By Michael Lewis
The North American Soccer League and U.S. Soccer Federation had agreed to an out-of-court settlement that would have given the league Division Two status before the agreement unraveled this past week, according to a source in the U.S. soccer community.
The league has appealed a preliminary injunction that would rescind the federation’s decision to revoke it Division Two status for 2018. It also has filed an anti-trust lawsuit against the USSF.
According to the source, this is what transpired:
On Thursday, Nov. 9, the USSF attorneys approached their NASL counterparts about working out a settlement.
Representatives from both sides sat down Friday, Nov. 10 and negotiated an agreement in New York City.

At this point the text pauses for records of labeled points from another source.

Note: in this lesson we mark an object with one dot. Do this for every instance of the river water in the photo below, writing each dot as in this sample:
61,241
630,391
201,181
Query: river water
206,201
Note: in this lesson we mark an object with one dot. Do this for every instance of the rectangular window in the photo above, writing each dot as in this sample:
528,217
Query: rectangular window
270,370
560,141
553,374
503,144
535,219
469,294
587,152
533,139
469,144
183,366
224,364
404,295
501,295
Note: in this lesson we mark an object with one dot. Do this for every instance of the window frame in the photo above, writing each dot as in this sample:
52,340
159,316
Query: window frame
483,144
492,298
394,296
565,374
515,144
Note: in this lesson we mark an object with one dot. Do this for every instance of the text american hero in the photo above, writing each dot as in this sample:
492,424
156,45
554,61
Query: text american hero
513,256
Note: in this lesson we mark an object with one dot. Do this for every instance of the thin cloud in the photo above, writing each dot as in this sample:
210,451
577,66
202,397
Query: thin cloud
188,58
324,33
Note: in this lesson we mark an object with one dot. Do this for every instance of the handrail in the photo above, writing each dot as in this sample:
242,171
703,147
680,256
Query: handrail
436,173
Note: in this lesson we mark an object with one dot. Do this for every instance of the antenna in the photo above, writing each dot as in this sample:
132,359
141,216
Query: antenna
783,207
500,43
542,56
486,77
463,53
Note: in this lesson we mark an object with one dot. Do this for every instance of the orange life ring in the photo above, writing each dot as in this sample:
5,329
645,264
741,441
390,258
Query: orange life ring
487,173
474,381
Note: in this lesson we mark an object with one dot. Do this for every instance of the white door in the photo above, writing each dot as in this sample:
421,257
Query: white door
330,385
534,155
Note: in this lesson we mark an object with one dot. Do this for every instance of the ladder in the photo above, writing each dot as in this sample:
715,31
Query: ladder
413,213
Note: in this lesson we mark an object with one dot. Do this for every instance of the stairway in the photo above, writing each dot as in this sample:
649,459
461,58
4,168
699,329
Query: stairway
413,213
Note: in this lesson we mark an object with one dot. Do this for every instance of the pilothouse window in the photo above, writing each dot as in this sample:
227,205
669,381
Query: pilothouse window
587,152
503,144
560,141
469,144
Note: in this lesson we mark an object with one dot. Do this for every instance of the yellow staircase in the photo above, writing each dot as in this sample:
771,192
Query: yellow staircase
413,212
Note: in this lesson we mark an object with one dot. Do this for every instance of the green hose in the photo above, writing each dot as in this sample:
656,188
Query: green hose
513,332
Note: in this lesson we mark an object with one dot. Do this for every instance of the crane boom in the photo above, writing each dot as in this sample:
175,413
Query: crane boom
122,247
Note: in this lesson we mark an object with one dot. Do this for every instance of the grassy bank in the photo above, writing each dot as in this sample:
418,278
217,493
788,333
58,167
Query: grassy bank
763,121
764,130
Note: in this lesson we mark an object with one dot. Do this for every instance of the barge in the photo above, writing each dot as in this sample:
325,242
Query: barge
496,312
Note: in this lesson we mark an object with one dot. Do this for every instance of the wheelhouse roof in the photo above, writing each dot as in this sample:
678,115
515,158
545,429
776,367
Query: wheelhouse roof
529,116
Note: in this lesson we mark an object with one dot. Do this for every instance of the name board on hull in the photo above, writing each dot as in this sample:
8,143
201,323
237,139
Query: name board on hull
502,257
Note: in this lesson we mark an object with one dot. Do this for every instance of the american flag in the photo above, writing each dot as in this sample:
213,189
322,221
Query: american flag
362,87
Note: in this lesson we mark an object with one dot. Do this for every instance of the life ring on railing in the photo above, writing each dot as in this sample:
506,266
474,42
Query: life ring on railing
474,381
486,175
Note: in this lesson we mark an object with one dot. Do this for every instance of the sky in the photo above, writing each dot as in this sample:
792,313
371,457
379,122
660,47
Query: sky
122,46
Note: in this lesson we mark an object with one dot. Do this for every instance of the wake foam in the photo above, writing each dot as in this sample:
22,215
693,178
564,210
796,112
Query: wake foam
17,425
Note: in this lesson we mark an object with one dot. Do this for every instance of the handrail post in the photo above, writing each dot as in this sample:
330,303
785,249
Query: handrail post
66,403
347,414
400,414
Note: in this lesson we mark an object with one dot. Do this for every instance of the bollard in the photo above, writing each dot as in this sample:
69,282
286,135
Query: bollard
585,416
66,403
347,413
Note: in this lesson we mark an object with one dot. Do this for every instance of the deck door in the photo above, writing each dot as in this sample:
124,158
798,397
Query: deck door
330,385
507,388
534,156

The settlement granted the league Division Two status for three years and by the fourth year it would have to comply with D-2 professional league standards. That would allow the NASL to add teams from the National Premier Soccer League to bolster the league, which housed eight teams in 2017, to at least 12 clubs.
On Wednesday, Nov. 15 the USSF presented the league with the final written version of the agreement.

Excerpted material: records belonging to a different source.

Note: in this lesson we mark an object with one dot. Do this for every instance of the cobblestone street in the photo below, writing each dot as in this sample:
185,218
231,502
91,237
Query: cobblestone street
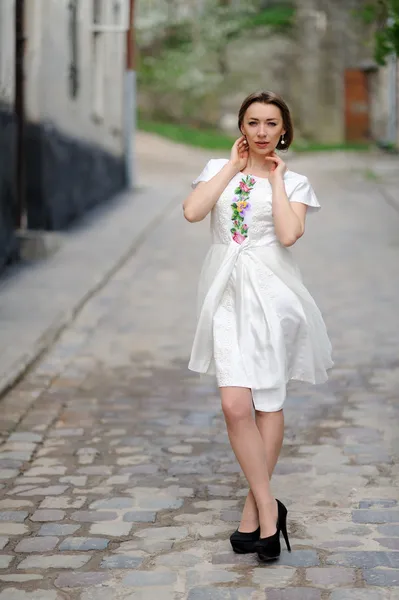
118,481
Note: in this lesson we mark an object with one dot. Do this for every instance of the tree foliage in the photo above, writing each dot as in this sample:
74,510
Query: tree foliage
384,16
186,51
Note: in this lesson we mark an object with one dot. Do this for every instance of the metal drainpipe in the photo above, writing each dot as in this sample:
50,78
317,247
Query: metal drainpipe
130,101
392,132
19,109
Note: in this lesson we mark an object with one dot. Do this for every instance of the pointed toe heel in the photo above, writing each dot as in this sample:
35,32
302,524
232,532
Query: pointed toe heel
269,548
244,543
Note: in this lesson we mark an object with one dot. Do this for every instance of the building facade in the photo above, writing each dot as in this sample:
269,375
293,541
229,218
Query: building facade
323,66
72,147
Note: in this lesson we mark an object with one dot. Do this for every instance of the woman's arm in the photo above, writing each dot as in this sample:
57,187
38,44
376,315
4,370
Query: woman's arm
289,218
204,197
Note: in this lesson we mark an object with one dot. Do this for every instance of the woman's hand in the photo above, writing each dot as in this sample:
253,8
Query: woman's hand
277,169
239,154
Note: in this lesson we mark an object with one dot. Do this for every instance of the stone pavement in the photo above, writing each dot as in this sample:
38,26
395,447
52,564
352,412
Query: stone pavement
118,479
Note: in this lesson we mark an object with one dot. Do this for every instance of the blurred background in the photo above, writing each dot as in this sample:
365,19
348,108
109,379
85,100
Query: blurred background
77,77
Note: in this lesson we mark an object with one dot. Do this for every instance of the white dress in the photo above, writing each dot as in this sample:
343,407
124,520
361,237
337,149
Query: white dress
258,326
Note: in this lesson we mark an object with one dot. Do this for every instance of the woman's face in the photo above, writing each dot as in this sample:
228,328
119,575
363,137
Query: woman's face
262,126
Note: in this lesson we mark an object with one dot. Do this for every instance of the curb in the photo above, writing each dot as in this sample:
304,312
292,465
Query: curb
66,317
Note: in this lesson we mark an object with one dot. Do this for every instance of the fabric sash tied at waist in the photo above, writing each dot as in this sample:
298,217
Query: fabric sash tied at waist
260,338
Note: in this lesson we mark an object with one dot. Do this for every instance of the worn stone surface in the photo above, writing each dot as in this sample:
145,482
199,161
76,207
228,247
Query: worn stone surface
118,479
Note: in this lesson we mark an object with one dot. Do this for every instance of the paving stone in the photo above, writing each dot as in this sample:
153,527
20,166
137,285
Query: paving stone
83,543
140,470
13,503
140,516
72,580
46,515
375,516
381,577
273,576
86,516
58,529
63,502
390,543
150,578
389,530
20,578
112,503
294,593
61,433
362,594
55,561
52,490
365,560
163,533
20,456
177,559
121,561
8,473
16,594
118,480
25,437
98,470
207,576
32,481
330,576
377,503
299,558
3,542
111,529
13,529
40,471
79,480
37,544
5,560
15,516
214,593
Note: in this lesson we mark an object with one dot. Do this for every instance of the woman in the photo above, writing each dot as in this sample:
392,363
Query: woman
258,325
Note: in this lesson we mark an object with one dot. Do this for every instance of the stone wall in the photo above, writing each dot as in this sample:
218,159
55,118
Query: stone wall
305,65
74,82
8,242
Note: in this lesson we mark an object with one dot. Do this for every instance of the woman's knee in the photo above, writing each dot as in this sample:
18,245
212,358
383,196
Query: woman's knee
236,405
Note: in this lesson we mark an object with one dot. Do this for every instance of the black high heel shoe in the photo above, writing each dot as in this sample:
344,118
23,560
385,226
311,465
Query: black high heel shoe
269,548
244,543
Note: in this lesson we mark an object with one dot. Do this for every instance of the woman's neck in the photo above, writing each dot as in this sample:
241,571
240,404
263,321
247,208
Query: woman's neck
258,165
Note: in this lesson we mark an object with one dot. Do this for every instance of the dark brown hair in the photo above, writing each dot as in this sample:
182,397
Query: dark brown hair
270,98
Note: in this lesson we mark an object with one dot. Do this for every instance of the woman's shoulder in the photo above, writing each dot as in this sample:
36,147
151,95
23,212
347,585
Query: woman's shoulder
217,163
293,177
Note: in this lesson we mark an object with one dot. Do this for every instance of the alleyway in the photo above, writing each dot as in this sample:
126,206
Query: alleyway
118,480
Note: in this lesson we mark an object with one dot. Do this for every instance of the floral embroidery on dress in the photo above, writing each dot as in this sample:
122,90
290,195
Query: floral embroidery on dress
240,206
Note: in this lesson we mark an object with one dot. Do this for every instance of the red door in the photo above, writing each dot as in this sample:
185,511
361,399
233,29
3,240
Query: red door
357,126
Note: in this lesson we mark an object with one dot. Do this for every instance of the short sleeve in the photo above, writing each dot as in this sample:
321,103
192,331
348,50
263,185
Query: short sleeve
212,167
304,193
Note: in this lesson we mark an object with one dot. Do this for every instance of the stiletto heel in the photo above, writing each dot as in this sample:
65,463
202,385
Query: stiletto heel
269,548
244,543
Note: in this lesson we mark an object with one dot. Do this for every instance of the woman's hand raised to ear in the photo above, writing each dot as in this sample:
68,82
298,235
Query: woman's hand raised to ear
239,154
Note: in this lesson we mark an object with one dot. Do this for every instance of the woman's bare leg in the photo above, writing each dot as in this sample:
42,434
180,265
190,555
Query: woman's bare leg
271,428
247,445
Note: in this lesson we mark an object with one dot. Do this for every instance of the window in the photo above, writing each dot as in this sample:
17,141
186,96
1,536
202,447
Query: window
98,47
73,49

NASL representatives felt that agreement did not come close to what had been agreed upon and rejected the USSF’s final notice Thursday morning, Nov. 16.
The NASL has appealed a ruling by Judge Margo K. Brodie for the U.S. District Court for the Eastern District of New York in which its quest for a preliminary injunction to change the USSF’s decision.
Last Monday, the league filed a 68-page brief that argued why the in the U.S. Court of Appeals should overturn the U.S. District Court’s ruling.
The USSF’s response to the appeal is due Tuesday, Nov. 21. The league will get a reply brief that is due Monday, Nov. 27.
The appeal will be heard in court Dec. 15 at 10 a.m.